This relationship is useful because measuring stellar motion in galaxies is fairly hard, and there is a limited number of galaxies for which we have good measurements. For many galaxies the relation between galaxy brightness and black hole mass is all we have to estimate the mass of a galaxies central black hole.
This month in Nature an alternative method was proposed.1 It involves measuring the light emitted by carbon monoxide (CO) in the galaxy. Carbon monoxide is relatively plentiful in the gas nebula of galaxies, and it is relatively easy to identify by its spectrum. Because of this you can also determine whether the gas is moving toward you or away from you by its Doppler shift. Since the nebula of a galaxy move in generally the same manner as the stars, measuring the Doppler shift of CO gives you a measure of the distribution of stars in the galaxy.
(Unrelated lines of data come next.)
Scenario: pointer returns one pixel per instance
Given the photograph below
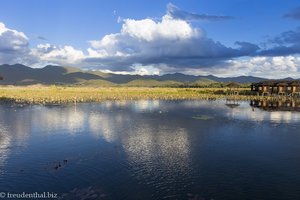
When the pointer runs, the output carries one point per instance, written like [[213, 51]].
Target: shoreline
[[50, 95]]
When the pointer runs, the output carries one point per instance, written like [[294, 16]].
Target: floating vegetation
[[203, 117], [50, 95]]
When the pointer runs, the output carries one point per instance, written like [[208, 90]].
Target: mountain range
[[19, 74]]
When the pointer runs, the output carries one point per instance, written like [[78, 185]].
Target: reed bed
[[63, 95]]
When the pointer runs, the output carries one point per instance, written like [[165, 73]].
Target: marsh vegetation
[[60, 94]]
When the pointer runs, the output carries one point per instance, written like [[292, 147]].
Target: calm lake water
[[151, 150]]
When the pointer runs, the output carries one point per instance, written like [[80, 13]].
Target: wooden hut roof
[[278, 83]]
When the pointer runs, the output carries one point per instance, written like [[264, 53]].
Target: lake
[[151, 150]]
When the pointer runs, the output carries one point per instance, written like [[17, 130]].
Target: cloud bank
[[170, 44]]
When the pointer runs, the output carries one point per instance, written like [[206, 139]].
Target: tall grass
[[62, 95]]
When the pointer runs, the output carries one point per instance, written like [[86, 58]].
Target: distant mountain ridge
[[23, 75]]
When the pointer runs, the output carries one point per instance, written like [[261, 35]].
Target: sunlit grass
[[61, 95]]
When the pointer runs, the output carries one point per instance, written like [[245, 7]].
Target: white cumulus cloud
[[13, 46]]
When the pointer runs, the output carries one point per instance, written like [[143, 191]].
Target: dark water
[[151, 150]]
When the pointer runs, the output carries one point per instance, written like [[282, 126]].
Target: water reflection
[[5, 144], [159, 146]]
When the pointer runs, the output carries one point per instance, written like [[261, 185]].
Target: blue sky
[[70, 32]]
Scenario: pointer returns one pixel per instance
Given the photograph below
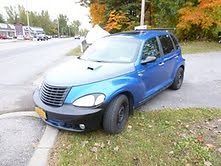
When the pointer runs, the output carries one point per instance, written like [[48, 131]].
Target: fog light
[[82, 126]]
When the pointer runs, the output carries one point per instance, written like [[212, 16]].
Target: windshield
[[122, 50]]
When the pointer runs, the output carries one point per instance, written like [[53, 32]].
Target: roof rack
[[157, 29]]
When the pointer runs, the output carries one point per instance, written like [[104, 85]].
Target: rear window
[[167, 44], [175, 42]]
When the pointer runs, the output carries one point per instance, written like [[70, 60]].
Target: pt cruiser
[[114, 76]]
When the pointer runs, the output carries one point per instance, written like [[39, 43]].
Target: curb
[[41, 153]]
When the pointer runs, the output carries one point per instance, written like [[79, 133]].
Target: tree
[[75, 28], [200, 21], [12, 14], [97, 13], [117, 21], [63, 27], [2, 20]]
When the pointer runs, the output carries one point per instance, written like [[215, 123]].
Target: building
[[7, 30], [19, 31]]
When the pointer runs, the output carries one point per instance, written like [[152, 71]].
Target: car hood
[[78, 72]]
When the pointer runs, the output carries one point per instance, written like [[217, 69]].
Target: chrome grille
[[53, 95]]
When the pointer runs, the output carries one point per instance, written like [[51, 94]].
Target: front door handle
[[161, 64], [140, 73]]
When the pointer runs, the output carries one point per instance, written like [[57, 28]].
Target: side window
[[175, 41], [167, 44], [151, 48]]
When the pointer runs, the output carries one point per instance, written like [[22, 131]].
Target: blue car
[[114, 76]]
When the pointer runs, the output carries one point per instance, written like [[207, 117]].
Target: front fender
[[111, 88]]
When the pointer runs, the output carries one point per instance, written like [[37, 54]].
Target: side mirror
[[148, 60]]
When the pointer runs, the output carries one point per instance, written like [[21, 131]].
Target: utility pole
[[142, 12], [28, 18]]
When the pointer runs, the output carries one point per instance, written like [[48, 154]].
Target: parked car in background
[[3, 36], [115, 75], [77, 37], [41, 37]]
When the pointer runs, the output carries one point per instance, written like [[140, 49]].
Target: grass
[[75, 52], [169, 137], [200, 47]]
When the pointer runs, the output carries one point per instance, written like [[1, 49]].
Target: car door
[[170, 55], [151, 73]]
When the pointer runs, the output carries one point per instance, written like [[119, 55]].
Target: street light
[[142, 13], [28, 18]]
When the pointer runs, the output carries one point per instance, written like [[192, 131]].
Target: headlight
[[89, 100]]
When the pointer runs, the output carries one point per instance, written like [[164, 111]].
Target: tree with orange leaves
[[97, 13], [117, 21], [201, 21]]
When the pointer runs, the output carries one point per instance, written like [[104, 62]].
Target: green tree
[[75, 28], [12, 15]]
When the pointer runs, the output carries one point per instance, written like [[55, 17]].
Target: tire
[[116, 116], [178, 81]]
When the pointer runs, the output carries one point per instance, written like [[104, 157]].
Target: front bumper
[[69, 117]]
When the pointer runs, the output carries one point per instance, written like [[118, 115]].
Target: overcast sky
[[54, 7]]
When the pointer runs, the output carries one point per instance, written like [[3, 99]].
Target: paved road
[[23, 62], [201, 87], [18, 139]]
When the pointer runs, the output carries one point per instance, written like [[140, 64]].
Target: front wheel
[[116, 115], [178, 81]]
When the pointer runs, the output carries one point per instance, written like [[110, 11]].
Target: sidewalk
[[19, 136]]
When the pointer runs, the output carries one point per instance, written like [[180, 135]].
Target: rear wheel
[[116, 115], [178, 81]]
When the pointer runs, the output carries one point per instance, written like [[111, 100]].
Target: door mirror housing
[[148, 60]]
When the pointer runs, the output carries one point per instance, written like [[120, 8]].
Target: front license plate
[[40, 112]]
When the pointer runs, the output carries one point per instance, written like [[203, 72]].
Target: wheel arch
[[130, 97]]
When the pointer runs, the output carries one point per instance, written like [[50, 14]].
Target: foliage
[[200, 21], [63, 24], [117, 21], [97, 12]]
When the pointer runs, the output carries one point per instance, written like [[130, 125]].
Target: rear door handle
[[161, 64]]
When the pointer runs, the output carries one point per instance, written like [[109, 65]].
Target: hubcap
[[121, 115], [180, 78]]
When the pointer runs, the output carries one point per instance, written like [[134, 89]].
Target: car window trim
[[172, 36], [157, 44], [162, 46]]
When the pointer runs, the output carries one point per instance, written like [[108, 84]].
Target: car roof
[[140, 34]]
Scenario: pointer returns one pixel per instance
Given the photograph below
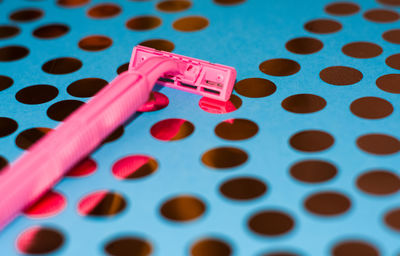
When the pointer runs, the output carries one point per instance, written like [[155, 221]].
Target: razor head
[[213, 81]]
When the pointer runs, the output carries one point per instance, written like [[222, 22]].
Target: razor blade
[[210, 80]]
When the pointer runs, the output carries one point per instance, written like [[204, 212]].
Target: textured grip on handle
[[47, 161]]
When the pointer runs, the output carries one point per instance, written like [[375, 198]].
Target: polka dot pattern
[[340, 75], [371, 108], [304, 45], [352, 247], [243, 188], [378, 144], [51, 31], [303, 103], [102, 204], [86, 87], [190, 23], [183, 208], [279, 67], [211, 246], [280, 142], [13, 53], [236, 129], [327, 203], [129, 245], [37, 94], [143, 23], [224, 157], [311, 141], [61, 66], [40, 240], [342, 8], [95, 43], [255, 87], [271, 223], [323, 26]]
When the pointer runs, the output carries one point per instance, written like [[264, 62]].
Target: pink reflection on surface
[[220, 107], [48, 205], [134, 167], [87, 204], [84, 168], [172, 129], [156, 101]]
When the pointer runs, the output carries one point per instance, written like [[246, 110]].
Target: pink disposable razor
[[46, 162]]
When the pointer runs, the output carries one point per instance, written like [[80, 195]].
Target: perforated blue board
[[242, 36]]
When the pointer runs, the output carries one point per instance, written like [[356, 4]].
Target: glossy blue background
[[241, 36]]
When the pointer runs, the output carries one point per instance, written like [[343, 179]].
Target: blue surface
[[242, 36]]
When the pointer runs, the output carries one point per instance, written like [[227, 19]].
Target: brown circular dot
[[86, 87], [243, 188], [124, 67], [371, 108], [362, 50], [62, 109], [51, 31], [378, 182], [304, 45], [340, 75], [313, 171], [174, 5], [255, 87], [342, 8], [3, 163], [37, 94], [8, 31], [7, 126], [72, 3], [224, 157], [172, 129], [281, 253], [190, 23], [327, 203], [13, 52], [279, 67], [102, 203], [5, 82], [229, 2], [389, 83], [29, 137], [303, 103], [62, 66], [311, 141], [354, 247], [39, 240], [143, 23], [183, 208], [393, 61], [378, 144], [104, 11], [390, 2], [381, 15], [95, 43], [159, 44], [271, 223], [392, 219], [392, 36], [26, 15], [115, 135], [129, 245], [210, 247], [323, 26], [236, 129]]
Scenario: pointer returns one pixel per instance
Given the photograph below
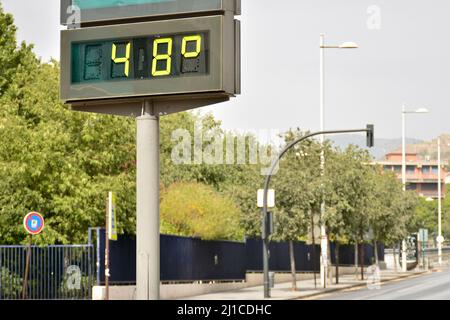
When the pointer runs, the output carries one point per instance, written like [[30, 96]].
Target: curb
[[358, 285]]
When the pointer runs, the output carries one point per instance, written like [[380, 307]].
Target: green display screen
[[99, 4], [143, 58]]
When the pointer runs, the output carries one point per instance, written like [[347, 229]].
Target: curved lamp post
[[265, 237]]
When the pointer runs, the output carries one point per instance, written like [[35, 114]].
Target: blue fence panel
[[182, 259], [189, 259], [347, 254]]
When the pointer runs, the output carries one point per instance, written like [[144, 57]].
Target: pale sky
[[405, 61]]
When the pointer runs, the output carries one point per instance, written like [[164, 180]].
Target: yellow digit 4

The advantage of this is that measuring the CO spectrum of a galaxy can be done in a matter of hours with the right equipment, so it would be possible to make a survey of black hole masses. The disadvantage of this process is that doesn’t give you the black hole mass directly. Instead you have to fit your data to a model that depends upon the brightness of a galaxy compared to its mass as well as the mass of the central black hole. So basically you run the model lots of times with different values of brightness and black hole mass and see how well the model fits. You can see the result in the figure here, where the research team ran a grid of models with different galactic brightness and black hole masses. The darker the region the better the fit, and the star represents the best fit.
Despite the disadvantages, this approach is much better than using a general relation to estimate black hole mass. As we measure more black holes we will have a better understanding of the dynamics between galaxies and their central black holes, and that will give us a better understanding of galactic evolution.